Run EKS workloads on 50% compute resources with Elastic Machine Pool

Run EKS workloads on 50% fewer nodes with Elastic Machine Pool

In this blog post, we will summarize our recent webinar showcasing the value of Platfom9’s latest product, Elastic Machine Pool (EMP), as well as a demonstration of how it works. Rene Soto, Platform9’s Sales Engineer, and Madhura Maskasky, Platform9’s Co-Founder and VP of Product, participated in the webinar.

Read a summary of the webinar:

Example of 60% cost savings through bare metal consolidation

One of EMP’s core value propositions is to reduce compute costs for your EKS clusters. The webinar provided an example of a standard 15-node EKS cluster using m5.4xlarge EC2 instances at $0.77 per hour ($101,000 annual cost) versus the same workload consolidated onto a single m5.metal bare metal instance at $4.97 per hour ($41,000 annual cost) via EMP.

In this example, EMP delivers 60% cost savings while providing the same compute capacity by packing the workloads (EVMs) onto bare metal using overprovisioning.

cost savings through bare metal consolidation

Over-provisioning to maximize utilization

The core innovation of EMP is using overprovisioning principles to pack more virtualized container workloads onto AWS bare metal servers than available capacity. EMP creates highly efficient “Elastic Virtual Machines” (EVMs) that look and feel just like standard EC2 VMs externally, but internally run as overprovisioned VMs on bare metal servers.

By setting overcommit ratios for CPU and memory, EMP intelligently deploys more EVMs than a server’s physical resources to boost utilization. For example, with a 1.5x memory overcommit, EMP can deploy 15GB of EVM memory on a host with only 10GB physical RAM.

This allows EMP to run many more workloads per bare metal server compared to standard EC2 VMs, unlocking massive cost savings.

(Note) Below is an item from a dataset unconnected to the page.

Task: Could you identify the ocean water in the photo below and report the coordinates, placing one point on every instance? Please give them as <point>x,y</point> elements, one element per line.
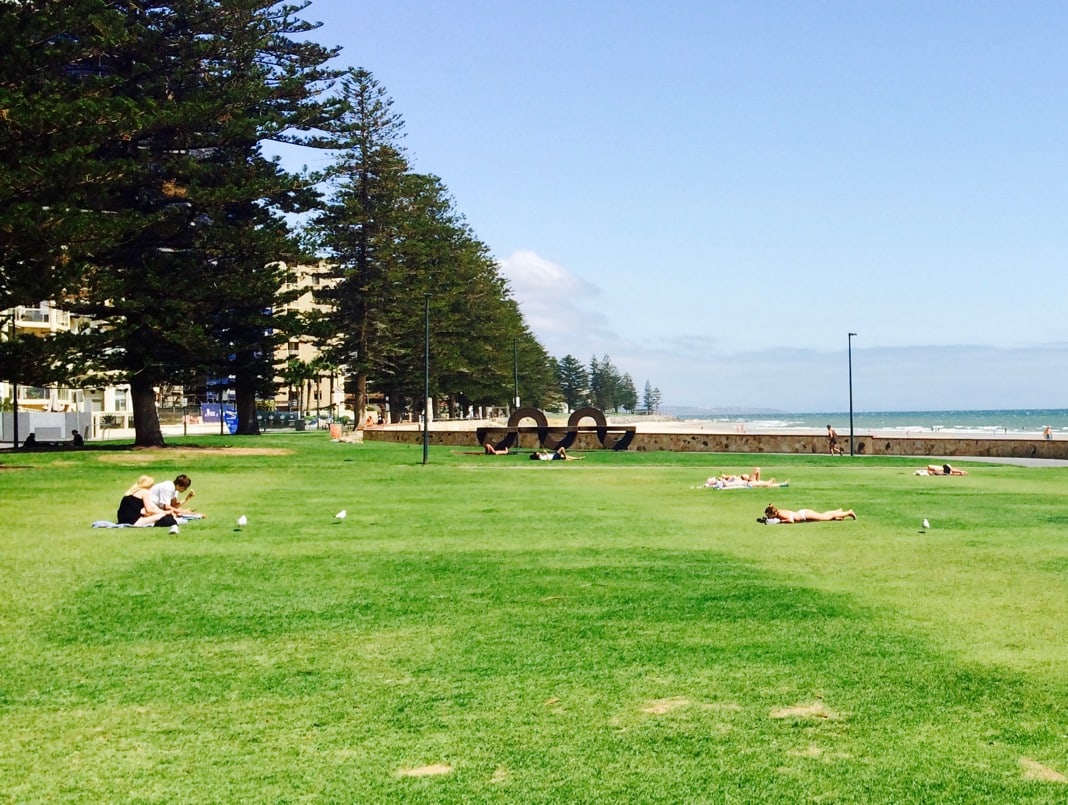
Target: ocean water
<point>1021,422</point>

Dynamic load balancing and scaling

But EMP goes far beyond just static overprovisioning. It continuously monitors workload demands and rebalances EVMs across the available bare metal capacity to maintain high utilization without impacting performance. It does this through three key capabilities:

EMP Bare Metal autoscaling

When an individual bare metal server hits 80% utilization, EMP automatically scales out and provisions additional bare metal capacity from AWS. It then rebalances EVMs across the new capacity.

EMP Bare Metal autoscaling

EVM rebalancing

As workloads increase or new bare metal is added, the EMP rebalancer uses live migration to transparently move running EVMs between bare metal servers. This redistribution maximizes utilization without disrupting the EKS workloads inside the migrated EVMs.

EVM rebalancing

Integrated EKS cluster autoscaling

Finally, EMP integrates with standard Kubernetes cluster autoscaling on EKS. If it detects pending unschedulable pods, EMP’s autoscaler automatically provisions new EVMs to run those pods.

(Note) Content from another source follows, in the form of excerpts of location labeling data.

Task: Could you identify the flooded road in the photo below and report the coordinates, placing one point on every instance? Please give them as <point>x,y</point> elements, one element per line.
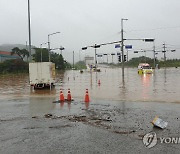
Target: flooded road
<point>162,86</point>
<point>119,113</point>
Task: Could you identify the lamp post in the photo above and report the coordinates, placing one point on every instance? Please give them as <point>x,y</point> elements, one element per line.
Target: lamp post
<point>41,49</point>
<point>49,43</point>
<point>29,30</point>
<point>122,46</point>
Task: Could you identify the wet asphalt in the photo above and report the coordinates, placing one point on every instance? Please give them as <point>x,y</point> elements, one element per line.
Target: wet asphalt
<point>77,127</point>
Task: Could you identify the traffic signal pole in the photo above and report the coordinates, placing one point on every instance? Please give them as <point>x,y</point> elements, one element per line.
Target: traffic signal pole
<point>122,46</point>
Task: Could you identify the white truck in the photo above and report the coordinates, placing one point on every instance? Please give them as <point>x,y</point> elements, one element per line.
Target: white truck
<point>42,75</point>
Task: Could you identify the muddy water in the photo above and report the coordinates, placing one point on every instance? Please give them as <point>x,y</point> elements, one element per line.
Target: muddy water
<point>162,86</point>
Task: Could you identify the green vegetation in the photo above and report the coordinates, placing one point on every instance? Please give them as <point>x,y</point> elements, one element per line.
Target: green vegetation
<point>42,55</point>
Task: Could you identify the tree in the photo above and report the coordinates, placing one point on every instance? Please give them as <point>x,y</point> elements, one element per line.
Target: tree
<point>44,55</point>
<point>20,52</point>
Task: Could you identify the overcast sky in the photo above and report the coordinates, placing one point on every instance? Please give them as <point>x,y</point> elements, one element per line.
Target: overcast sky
<point>86,22</point>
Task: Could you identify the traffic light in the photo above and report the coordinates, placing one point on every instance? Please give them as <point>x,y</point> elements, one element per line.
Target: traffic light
<point>119,58</point>
<point>125,58</point>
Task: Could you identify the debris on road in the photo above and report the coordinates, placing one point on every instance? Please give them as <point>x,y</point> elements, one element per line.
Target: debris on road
<point>159,123</point>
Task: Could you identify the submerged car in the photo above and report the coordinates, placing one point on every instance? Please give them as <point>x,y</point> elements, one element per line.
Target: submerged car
<point>144,68</point>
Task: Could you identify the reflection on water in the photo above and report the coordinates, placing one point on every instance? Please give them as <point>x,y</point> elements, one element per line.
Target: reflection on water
<point>163,85</point>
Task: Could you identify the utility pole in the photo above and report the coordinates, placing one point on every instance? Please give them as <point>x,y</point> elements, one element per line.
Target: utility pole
<point>95,55</point>
<point>122,46</point>
<point>154,50</point>
<point>164,51</point>
<point>73,59</point>
<point>29,29</point>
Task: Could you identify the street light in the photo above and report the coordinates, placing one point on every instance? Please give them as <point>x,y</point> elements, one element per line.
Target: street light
<point>122,46</point>
<point>49,43</point>
<point>29,30</point>
<point>41,49</point>
<point>61,48</point>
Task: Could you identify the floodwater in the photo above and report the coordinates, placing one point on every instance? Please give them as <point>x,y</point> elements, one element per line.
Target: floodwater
<point>118,115</point>
<point>163,85</point>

Integrated EKS cluster autoscaling

Zero pod disruption

One of the key innovations that enables EMP to rebalance workloads across bare metal servers without impacting performance is its seamless live migration capability. During the webinar, Madhura Maskasky emphasized this as a core EMP benefit:

We’re able to live migrate these Elastic VMs across bare metal instances with just a few milliseconds of freeze time. The applications running inside the migrated EVMs are totally unaware and unaffected by the migration.

This allows EMP to transparently move running workloads to different bare metal servers as needed to optimize utilization and load distribution. Other right sizing or autoscaler solutions often involve more disruptive restarting or rescheduling of applications.

However, EMP uses advanced live migration techniques that involve:

  • Copying the entire memory, storage, and network state of the EVM from the source to destination bare metal server in the background.
  • Briefly pausing the EVM for just a few milliseconds to finalize the migration cutover to the new server.
  • Immediately resuming the migrated EVM on the new server in exactly the same running state as before.

This means stateful applications like monolithic Java apps, databases, queues, user sessions, or long-running AI processes inside the migrated EVM continue operating without disruption or needing to be rescheduled. From the application’s perspective, the migration is totally seamless.

This unique capability prevents any downtime or performance impact to Kubernetes workloads as EMP rebalances their underying EVMs across the elastic bare metal infrastructure. It ensures consistently high performance even as utilization levels fluctuate over time.

Audience Q&A

Q: If I use Karpenter today, would I get further savings with EMP?

A: EMP already subsumes the bin-packing efficiency that tools like Kapenter provide by eliminating underutilized nodes. But EMP goes further by eliminating unallocated and over provisioned capacity that would otherwise be wasted. This contributes to additional cost savings.

Q: Does EMP support all EC2 instance families?

A: Yes, EMP supports bare metal instances across all major AWS instance families including C, M, R, X, etc. Wherever AWS offers a “metal” instance, EMP can leverage it.

Q: What are the minimum requirements to make EMP worthwhile for small EKS clusters?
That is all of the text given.